Bug = 4 years 4 months
Bub = 2 years 6 months Linus at this age
Bud = 10 months 15 days Linus at this ageAda at this age

I’m trying out a new plan for how my days operate. This has been spurred on by a few things:

  • Guilt about doing housework when I “should” be spending time with my kids.
  • Guilt about playing with my kids when I “should” be getting housework* done.
  • Guilt about doing housework quickly by myself when I “should” be sharing the tasks with my children for everyone’s long-term wellbeing.
  • Guilt about losing my temper with the kids when they try to help with tasks and fool around/make messes/want to do EVERYTHING.
  • Frustration at not having any “me” time.
  • Idle wondering about how I’ll manage being answerable to the MOE, my family, and MYSELF when it comes to officially home-schooling.
  • Guilt about how much screen time the kids are having.

My days since Zoe was born have operated according to physical needs (eg naps, nappies) and outside engagements (eg Playcentre, coffee groups). But for my own sanity it’s time to get more structure. I’ve worked out the following guideline for my day.

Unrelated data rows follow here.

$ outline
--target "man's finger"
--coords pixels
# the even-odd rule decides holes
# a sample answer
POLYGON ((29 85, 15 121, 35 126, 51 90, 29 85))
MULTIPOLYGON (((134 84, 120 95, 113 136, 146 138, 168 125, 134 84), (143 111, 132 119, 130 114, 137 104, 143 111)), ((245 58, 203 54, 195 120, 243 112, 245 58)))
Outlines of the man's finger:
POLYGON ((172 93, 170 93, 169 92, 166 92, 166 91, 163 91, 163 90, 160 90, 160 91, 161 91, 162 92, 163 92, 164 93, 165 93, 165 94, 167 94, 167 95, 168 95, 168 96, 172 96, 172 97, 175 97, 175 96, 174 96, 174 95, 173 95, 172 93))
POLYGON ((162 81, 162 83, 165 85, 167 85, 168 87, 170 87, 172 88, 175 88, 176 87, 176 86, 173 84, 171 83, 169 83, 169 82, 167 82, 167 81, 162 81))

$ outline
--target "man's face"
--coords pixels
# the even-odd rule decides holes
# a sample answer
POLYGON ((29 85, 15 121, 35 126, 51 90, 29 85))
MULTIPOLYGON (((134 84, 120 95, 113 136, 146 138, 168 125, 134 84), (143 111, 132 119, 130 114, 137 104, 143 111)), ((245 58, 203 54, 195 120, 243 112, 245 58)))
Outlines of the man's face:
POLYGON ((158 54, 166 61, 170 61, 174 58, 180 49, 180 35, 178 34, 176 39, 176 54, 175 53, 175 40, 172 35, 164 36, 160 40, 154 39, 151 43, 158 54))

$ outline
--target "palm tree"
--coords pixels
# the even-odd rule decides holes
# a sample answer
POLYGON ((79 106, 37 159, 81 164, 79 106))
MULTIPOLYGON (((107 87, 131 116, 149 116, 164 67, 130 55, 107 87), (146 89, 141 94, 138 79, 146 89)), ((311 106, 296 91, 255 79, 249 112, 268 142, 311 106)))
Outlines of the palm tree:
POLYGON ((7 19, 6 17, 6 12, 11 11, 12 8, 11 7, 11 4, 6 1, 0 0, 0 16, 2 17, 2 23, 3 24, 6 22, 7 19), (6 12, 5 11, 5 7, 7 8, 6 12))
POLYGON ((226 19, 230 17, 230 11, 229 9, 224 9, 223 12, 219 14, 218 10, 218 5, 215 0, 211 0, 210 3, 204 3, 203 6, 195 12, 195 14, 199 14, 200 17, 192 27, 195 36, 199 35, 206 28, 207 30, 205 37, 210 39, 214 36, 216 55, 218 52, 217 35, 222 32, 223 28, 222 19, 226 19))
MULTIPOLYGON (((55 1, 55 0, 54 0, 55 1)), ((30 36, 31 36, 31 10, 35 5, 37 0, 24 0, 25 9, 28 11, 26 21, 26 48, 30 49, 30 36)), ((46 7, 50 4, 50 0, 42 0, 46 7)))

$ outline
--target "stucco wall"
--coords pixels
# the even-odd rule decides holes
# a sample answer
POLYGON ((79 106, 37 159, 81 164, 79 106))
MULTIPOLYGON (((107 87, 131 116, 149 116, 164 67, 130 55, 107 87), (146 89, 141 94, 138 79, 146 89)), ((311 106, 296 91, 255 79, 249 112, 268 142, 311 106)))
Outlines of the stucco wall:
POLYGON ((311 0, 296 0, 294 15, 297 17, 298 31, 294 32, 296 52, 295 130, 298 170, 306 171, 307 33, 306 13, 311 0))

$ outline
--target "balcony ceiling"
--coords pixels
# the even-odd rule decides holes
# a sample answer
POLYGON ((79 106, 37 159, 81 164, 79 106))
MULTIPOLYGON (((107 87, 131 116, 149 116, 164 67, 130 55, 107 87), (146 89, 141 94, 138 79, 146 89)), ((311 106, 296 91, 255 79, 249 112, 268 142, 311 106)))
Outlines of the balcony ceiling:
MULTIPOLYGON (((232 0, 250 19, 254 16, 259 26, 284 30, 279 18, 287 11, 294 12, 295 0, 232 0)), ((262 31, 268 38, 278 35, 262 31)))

  • 7:00 – 9:30 Breakfast, dishes, washing, dressing
  • 9:30 – 11:30 Kid-focus: Energetic play (e.g. walking, playground, play-fighting, dancing, outside time)
  • 11:30 – 12:30 Lunch
  • 12:30 – 2:00 Zoe nap, tea preparation
  • 2:00 – 4:30 Kid-focus: Working/playing (e.g. baking, gardening, visiting)
  • 4:30 – 6:00 Tea-making

This structure is not intended to be rigid (and is slightly different on Playcentre days). It’s designed as a tool:

  • To help keep me in the moment. When I’m in the “fun” zones of spending time with the kids, I don’t need to be secretly stressing about what’s for tea or how it’s going to get made because I’ll already have it sorted or have the time allotted fir sorting it.
  • To limit screen time naturally. Every time I’ve seen my kids sitting in front of the TV for hours recently, I’ve felt torn. I can be so productive while they’re doing it, but I so want for them to have better options available to choose. With four hours a day allotted in my head as being dedicated to focusing on them and being with them (in play or work), plus mealtimes and other necessary calls on their time, they won’t be left with lots of opportunity for screen time. (Of course, if that’s what they WANT to do during the four hours, I won’t stop them, but I’m optimistic that they’d rather read or bake or play-fight with Mum or go to a playground or hunt for bugs or puddle with syringes and food colouring or put dishes away more often than not.) Then if they’re liitle zombies in front of the TV from 4:30 every day while I make tea, I won’t be mentally beating myself up!
  • Tea is sorted. For the past month or two I’ve been planning the week’s meals in advance, and it’s worked well. The most difficult part about making a meal sesms to be deciding what to have. Once the decision’s made, I can usually find the time to make it.

*When I say “housework”, I’m not meaning dusting skirting boards, polishing silverware, and ironing curtains – I mean the basic necessities of producing healthy and economical meals and having enough clean dry clothed to wear!